How to find the length of the focal chord that makes an angle $\theta$ with the axis of parabola $y^2=4ax$?

Question

A focal chord of $y^2=4ax$ makes an angle $\theta$ with the axis of the parabola. How do I find the length of the chord?

I tried using the parametric equation but couldn't go further.

Answer 1

Some hints:

• What are the coordinates of the focus of the parabola?
• What is the equation of the line that makes an angle $\theta$ with the $y$-axis and goes through the focus? (This line contains the focal chord given in the question.)
• At what two points does this line intersect the parabola?
• Finally, what is the distance between these two points?

Answer 2

Consider a parabola with focus $F$ and focal chord $\overline{PQ}$ making a non-obtuse angle $\theta$ with the axis.
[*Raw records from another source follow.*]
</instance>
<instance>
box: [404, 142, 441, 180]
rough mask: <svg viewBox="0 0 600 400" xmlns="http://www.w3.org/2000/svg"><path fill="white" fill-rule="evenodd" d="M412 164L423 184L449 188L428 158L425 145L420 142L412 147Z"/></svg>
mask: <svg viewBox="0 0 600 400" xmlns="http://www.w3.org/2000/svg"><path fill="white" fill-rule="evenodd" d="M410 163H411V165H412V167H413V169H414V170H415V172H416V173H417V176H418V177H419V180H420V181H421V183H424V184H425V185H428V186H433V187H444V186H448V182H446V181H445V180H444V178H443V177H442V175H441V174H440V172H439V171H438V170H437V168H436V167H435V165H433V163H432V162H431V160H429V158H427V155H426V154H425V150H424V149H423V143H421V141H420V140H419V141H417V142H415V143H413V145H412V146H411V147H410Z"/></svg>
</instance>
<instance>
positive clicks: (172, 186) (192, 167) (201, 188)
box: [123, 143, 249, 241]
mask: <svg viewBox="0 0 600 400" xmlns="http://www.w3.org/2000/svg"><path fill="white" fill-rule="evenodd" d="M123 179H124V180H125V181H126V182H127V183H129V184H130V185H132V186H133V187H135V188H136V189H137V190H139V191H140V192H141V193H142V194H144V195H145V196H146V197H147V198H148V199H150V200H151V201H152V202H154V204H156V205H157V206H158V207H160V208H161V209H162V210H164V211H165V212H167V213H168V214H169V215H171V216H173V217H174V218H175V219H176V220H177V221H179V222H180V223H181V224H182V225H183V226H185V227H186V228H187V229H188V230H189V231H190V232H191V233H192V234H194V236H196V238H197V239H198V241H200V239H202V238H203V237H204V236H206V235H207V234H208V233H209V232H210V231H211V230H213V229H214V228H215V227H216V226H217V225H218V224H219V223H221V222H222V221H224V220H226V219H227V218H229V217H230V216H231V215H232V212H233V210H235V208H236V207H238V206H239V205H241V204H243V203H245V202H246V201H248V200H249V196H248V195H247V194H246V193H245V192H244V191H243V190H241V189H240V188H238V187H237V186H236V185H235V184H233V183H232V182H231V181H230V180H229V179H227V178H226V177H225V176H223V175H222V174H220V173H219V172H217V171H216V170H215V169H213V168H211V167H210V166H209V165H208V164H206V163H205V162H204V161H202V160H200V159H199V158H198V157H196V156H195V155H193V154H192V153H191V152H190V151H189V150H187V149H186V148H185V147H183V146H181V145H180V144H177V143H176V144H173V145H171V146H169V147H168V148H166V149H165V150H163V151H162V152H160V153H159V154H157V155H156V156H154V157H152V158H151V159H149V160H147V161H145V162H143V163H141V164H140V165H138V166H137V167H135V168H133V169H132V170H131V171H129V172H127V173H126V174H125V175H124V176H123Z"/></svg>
Drop perpendiculars from $F$, $P$, $Q$ to $F'$, $P'$, $Q'$ on the directrix; and "raise" a perpendicular from $F$ to $M$ on the directrix.

By the focus-directrix definition of the parabola, $\overline{FP}\cong\overline{PP'}$ and $\overline{FQ}\cong\overline{QQ'}$. We conclude that $\square FPP'M$ and $\square FQQ'M$ are right-angled kites, with $\overline{MF}\cong\overline{MP'}\cong\overline{MQ'}$ and $\angle FMF'=\theta$. Calculating $|P'Q'|$ in two ways, we have

$$|PQ|\sin\theta = 2\,|FF'|\csc\theta \qquad\to\qquad |PQ|=2\,|FF'|\csc^2\theta \tag{$\star$}$$

Note that focus-directrix distance $|FF'|$ is twice the focus-vertex distance, which is represented by $a$ in the formula $y^2=4ax$; so, in comparable notation, $(\star)$ becomes $|PQ|=4a\csc^2\theta$. $\square$